1
votes

I am learning parallel programming using Pthreads. I wrote the following simple program as a try. It takes two vectors from stdin (the user specifies the length as command line argument) then it adds them, subtracts them, multiply them element-wise and divide them element-wise by creating a thread for each operation of the four. the problem is sometimes the code works fine and when i use the same input again it just prints zeros.

Why does it behave like this?

I am using Ubuntu 14.04 on virtual machine.

#include <stdio.h>
#include <stdlib.h>
#include <pthread.h>

#define loop(i, n) for (i = 0; i < n; i++)

int thread_count, n;
int *a;
int *b;
int** results; // holds the four output vectors
void* math(void* opl);


int main(int argc, char* argv[]){
    int thread = 0, i;
    pthread_t* thread_handles;

    n = strtol(argv[1], NULL, 10);

    results = malloc(4 * sizeof(int*));
    a = malloc(n * sizeof(int));
    b = malloc(n * sizeof(int));

    loop(i, n)
        scanf("%d", a + i);

    loop(i, n)
        scanf("%d", b + i);

    thread_handles = malloc(4*sizeof(pthread_t));

    loop(thread, 4){
        results[thread] = malloc(n * sizeof(int));
        pthread_create(&thread_handles[thread], NULL, math, (void *)thread);
    }

    printf("Hello from the main thread\n");

    loop(thread, 4);
        pthread_join(thread_handles[thread], NULL);

    loop(thread, 4){
        printf("Results of operation %d:\n", thread); 
        loop(i, n)
            printf("%d ", results[thread][i]);
        printf("\n");
       free(results[thread]);
    }

    free(thread_handles);
    free(a);
    free(b);
    free(results);

   return 0;    
}

void* math(void* op1){
    int op = (int) op1, i;

    printf("%d ", op);
    if (op == 0)
        loop(i, n)
             results[op][i] = a[i] + b[i];
    else if (op == 1)
         loop(i, n)
             results[op][i] = a[i] - b[i];
    else if (op == 2)
         loop(i, n)
             results[op][i] = a[i] * b[i];
    else
        loop(i, n)
            results[op][i] = a[i] / b[i];



    return NULL;
}
1
If the user fails to provide an argument to the program, this program should SEGFAULT. You should check argc before indexing into argv. - tweej
I also suggest you look at this answer about casting to (void *) . I mention this not because it is related to your problem, but something you may find if you compile in a different environment. - Michael Petch
such wonderfully meaningful variable names, like 'a' and 'b' sigh . This macro: loop(i, n) is useless, clutters the code, and makes it harder to understand.
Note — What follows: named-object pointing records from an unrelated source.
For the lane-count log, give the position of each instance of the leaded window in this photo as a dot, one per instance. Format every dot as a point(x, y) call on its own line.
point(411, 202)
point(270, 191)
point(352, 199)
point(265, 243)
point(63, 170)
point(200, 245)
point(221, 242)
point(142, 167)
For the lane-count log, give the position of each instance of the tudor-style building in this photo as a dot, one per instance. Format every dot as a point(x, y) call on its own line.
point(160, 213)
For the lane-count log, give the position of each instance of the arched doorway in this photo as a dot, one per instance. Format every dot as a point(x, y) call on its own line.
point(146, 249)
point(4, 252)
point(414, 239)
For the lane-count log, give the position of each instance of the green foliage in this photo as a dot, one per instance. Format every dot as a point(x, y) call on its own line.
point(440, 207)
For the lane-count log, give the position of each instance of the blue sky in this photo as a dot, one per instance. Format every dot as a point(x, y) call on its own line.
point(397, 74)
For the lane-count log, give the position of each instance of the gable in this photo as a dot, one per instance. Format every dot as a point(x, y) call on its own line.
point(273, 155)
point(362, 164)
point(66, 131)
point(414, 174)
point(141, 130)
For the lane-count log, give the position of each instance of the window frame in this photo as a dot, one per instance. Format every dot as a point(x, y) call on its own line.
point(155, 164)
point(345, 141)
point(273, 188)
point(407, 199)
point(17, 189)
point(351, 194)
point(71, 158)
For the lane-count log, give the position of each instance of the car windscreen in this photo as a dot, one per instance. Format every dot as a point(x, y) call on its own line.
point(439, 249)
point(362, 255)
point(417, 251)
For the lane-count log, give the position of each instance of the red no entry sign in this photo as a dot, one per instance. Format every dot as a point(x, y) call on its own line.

Strongly suggest replacing those macro invocations with the actual 'for()` statement. - user3629249
When calling the malloc() or calloc() or realloc() functions always check (!=NULL) the returned value, before using that value, to assure the operation was successful - user3629249
a much better way to write the math() function would be to use a switch() statement, which could then have a default: case for when the operator is not one of the 4 valid values - user3629249

1 Answers

3
votes

The problem is induced by the godawful loop define you've learned. Please unlearn it!
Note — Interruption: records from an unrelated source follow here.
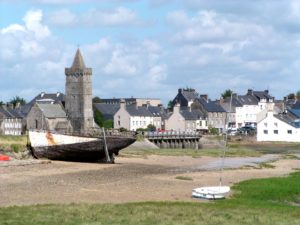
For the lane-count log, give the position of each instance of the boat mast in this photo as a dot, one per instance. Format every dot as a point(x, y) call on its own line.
point(105, 146)
point(226, 141)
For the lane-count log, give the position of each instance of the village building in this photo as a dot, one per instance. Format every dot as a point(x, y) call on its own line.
point(283, 127)
point(133, 101)
point(132, 117)
point(11, 122)
point(51, 117)
point(78, 96)
point(183, 119)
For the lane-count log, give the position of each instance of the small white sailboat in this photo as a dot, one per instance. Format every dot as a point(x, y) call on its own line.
point(215, 192)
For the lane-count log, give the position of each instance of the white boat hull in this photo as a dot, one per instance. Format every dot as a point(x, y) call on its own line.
point(217, 192)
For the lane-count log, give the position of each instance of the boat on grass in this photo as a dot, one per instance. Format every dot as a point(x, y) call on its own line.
point(54, 146)
point(215, 192)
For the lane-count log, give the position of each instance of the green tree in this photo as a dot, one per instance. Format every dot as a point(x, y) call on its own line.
point(227, 93)
point(298, 94)
point(291, 96)
point(98, 117)
point(97, 100)
point(17, 100)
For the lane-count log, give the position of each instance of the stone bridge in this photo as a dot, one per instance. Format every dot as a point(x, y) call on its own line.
point(175, 139)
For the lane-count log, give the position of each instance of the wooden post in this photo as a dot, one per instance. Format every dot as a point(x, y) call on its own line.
point(105, 146)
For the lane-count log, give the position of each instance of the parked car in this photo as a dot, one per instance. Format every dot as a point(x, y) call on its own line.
point(232, 131)
point(248, 130)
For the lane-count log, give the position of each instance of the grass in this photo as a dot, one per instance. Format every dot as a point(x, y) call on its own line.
point(13, 143)
point(260, 201)
point(231, 152)
point(183, 178)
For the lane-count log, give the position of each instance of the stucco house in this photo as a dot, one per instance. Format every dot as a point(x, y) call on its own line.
point(11, 122)
point(132, 117)
point(185, 119)
point(279, 127)
point(50, 117)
#define loop(i, n) for (i = 0; i < n; i++)

This is the problem:

loop(thread, 4);
//             ^ BAD! Putting a semicolon here makes the loop empty.

The correct version using the awful define you've chosen is:

loop(thread, 4)

A better way would be just to say what you mean!

for(i=0; i<n; ++i)
{
   // Do Stuff
}

The problem results in pthread_join being called just once, and then the main thread proceeds on. This likely occurs before all threads have completed, and provided their output in the results variable. No good!